Friedrich Schiller nelle sue "Lettere sull'educazione estetica dell'uomo" poneva l'istinto del gioco come fondamento dell'attività artistica. Sono trascorsi due secoli da quella lontana lezione.
Ne rinvieni tracce nel comportamento degli artisti dei nostri giorni?
Devo confessarti che non vedo in giro una grande "propensione al gioco". Tanto da far parlare di un filone, di un'area omogenea di riferimento. Certo, esistono singole individualità, alcuni scrittori o artisti che prendono sul serio il gioco e fanno attraversare la loro ricerca da sussulti divertenti. Devo aggiungere che il gioco (linguistico in particolare) è uno strumento pericoloso, perché una volta che si normalizzi, che si compiaccia di sé, che si adagi sul déjà vu, sul ripetitivo, perde di efficacia, non morde più. Al riguardo trovo divertente scoprire il gioco là dove meno te lo aspetti, per esempio nel verso "a spruzzi e sprazzi" di Montale, perché no?
Letteratura e gioco. Benvenuta occasione per parlare dell'Oulipo, movimento di cui sei grande conoscitore. Qual è, ancora adesso, la sua peculiare importanza?

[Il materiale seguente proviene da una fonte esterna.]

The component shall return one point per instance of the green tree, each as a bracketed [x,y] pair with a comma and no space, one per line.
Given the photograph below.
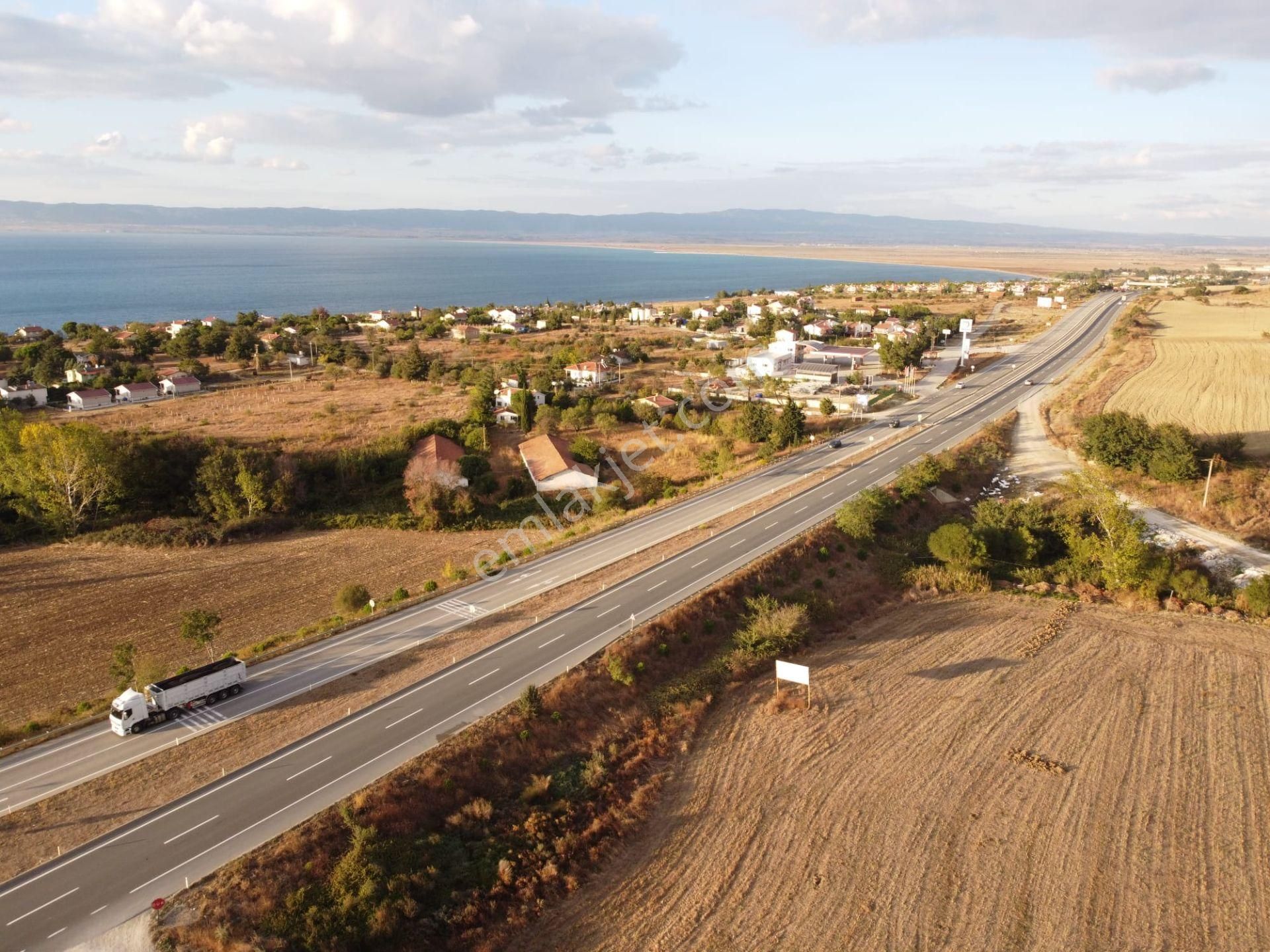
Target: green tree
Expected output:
[956,546]
[525,408]
[60,475]
[352,598]
[1118,440]
[201,629]
[859,517]
[124,658]
[240,344]
[1175,455]
[756,422]
[789,427]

Beh, in estrema sintesi, direi quella di vitalizzare l'elemento ri-creativo, fantastico, oltre che ludico e beffardo, nella ricerca letteraria. Non dimentichiamo che, nell'ambito dell'esperienza oulipiana, la "contrainte" ("costrizione") è vissuta come uno strumento creativo, una "source de liberté" che amplifica le possibilità di arrivare a soluzioni originali, bizzarre, inattese, imprevedibili: l'essere "costretti" a seguire certe regole induce uno sforzo di fantasia, stimola l'invenzione di percorsi labirintici, di circumnavigazioni acrobatiche del linguaggio.
A questo proposito, voglio ricordare quanto scrive Brunella Eruli che nel suo "Dal Futurismo alla Patafisica", Pacini Editore, riflettendo brillantemente su Queneau, così dice circa l'"ispirazione": "…il tragico greco che scrive i suoi versi obbedendo a regole che conosce perfettamente è più libero del poeta il quale scrive quello che gli passa per la testa ed è schiavo di regole che ignora".

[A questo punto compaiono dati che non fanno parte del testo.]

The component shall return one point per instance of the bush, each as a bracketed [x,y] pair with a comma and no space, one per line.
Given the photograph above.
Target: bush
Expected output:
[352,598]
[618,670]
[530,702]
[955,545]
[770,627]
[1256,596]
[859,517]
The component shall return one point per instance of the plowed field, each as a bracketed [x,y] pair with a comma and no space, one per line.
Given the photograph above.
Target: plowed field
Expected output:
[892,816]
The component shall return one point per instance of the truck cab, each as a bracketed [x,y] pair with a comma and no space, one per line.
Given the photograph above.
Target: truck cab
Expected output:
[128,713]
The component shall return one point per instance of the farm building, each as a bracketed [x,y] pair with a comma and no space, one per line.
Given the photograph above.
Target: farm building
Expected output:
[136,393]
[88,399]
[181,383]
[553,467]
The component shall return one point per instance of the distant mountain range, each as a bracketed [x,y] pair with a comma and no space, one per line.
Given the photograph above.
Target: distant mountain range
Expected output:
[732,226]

Non credi che esista troppa "ispirazione" in giro? Che si tenti troppa creazione senza ricreazione?
Più che troppa ispirazione, vedo troppa "aspirazione", una voglia malsana a diventare "personaggi", a violentare il buon senso, a parlarsi addosso. Un autore parla solo con i suoi testi. Fra cento anni, o giù di lì, sono sicuro che nessuno si ricorderà di un certo Sgarbi (sic!), mentre si parlerà ancora del pensiero di Umberto Eco. Verso alcuni autori mi viene voglia di applicare la formula di Scheiwiller: "Non l'ho letto, e non mi piace".
Tèchne, è una tua rivista letteraria che definisci "animata dallo spirito dello sberleffo e della fumisteria…" è un bel telegramma, ma puoi dirmi qualcosa di più?

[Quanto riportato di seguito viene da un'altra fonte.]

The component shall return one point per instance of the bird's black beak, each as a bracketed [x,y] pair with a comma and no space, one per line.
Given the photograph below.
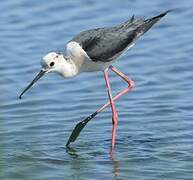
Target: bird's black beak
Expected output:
[39,75]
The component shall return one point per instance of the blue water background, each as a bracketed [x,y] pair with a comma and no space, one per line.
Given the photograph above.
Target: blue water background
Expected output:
[155,130]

È una piccola (anche nel senso del formato) rivista che si occupa di bizzarrie letterarie e non, che ha posto al centro del proprio interesse quella letteratura - per dirla con Borges - cosiddetta "minore", non nel senso gerarchico del termine, ovvero che sta sotto ad un'ipotetica letteratura "alta", ma nel senso che occupa una posizione "laterale" attraversando le strade impervie del comico, del nonsenso, del bizzarro, del gioco. La rivista ha una periodicità irregolare (un numero all'anno, quando ho del buon materiale) e pubblica solo testi creativi e inediti, almeno per il lettore italiano (niente saggistica seria, recensioni, dibattiti sul rapporto fra...o sulla funzione di..., od altre amenità simili). Incline alla brevità privilegia, fra le altre cose e senza pregiudizi, l'aforisma, il racconto breve, la poesia alla maniera degli "haiku", l'intervento visivo pungente ed ironico.
Arte e Scienza, come ne vedi il futuro?
Proficuo, come del resto mi sembra sia stato negli ultimi anni. Ormai anche gli scienziati sono diventati dei narratori di eventi complessi, incerti, imprevedibili, casuali, irrepetibili. Il rapporto fra il "meraviglioso scientifico" e quello letterario è sempre più stretto e stimolante.
Derrick de Kerckhove, cyber pensatore: "La connettività è una delle grandi scoperte del mondo scientifico moderno. E' sempre esistita tra gli uomini, ma prima non si era capaci di servirsene".
Credi sia questa la cosa più importante del web, oppure altro?
La rete è un pozzo senza fine. È bello navigarci se hai qualcosa da ricercare, consapevole che puoi trovarci di tutto, spazzatura e cibi prelibati. Ho qualche dubbio sulla "mistica dell'interattività". In realtà, la rete ha dei percorsi obbligati, predefiniti, che il navigatore non ha contribuito a formare: è un po' come aggirarsi fra i corridoi di un supermercato, non sei tu che hai scelto la merce da mettere sugli scaffali e il modo come presentarla. Anche qui, è possibile un uso ri-creativo e irriverente della rete, penso agli interventi dei web-artisti.
Siamo in viaggio nello Spazio e, avendoti con me in volo, ne approfitto per una domanda a tema.
Ti sei anche occupato di lingue aliene dedicandovi un'estesa voce di "Aga Magéra Difúra".
C'è una particolarità, un principio, che possa essere visto come minimo comune denominatore di quei tanti ceppi linguistici usati nella letteratura di fantascienza?
Parlo da profano, cioè da non esperto del settore. Il ruolo portante che una lingua aliena assume nel processo di creazione di un universo fantastico è quello di produrre, come dice Renato Giovannoli, un "effetto di realtà", fondato sul fallace sillogismo: "Hanno persino una lingua, allora esistono davvero". Al di là di questo dato, le lingue aliene si presentano molto diverse tra loro e diventa arduo individuarne un minimo comune denominatore: l'intraducibilità? l'esattezza? la capacità di accedere a una forma di coscienza (molto simile all'inconscio) superumana?
A tutti gli ospiti di questa taverna spaziale, prima di lasciarci, chiedo una riflessione su Star Trek… che cosa rappresenta quel videomito nel nostro immaginario?
Non so, forse, a giudicare dai buffi orecchi a punta, il desiderio inconscio di abituarsi all'ascolto degli altri? Qui lo dico e qui lo nego.
Siamo quasi arrivati ad Albànya, pianeta di teche abitato da alieni specialisti nel classificare ombre e lampi…se devi scendere, ti conviene prenotare la fermata. Stoppiamo qui l'intervista, anche perché è finita la bottiglia di Cabernet '96 di Ceretto. Però torna a trovarmi, io qua sto…intesi eh?
Ben volentieri, ciao.
Ti saluto com'è d'obbligo sull'Enterprise: lunga vita e prosperità!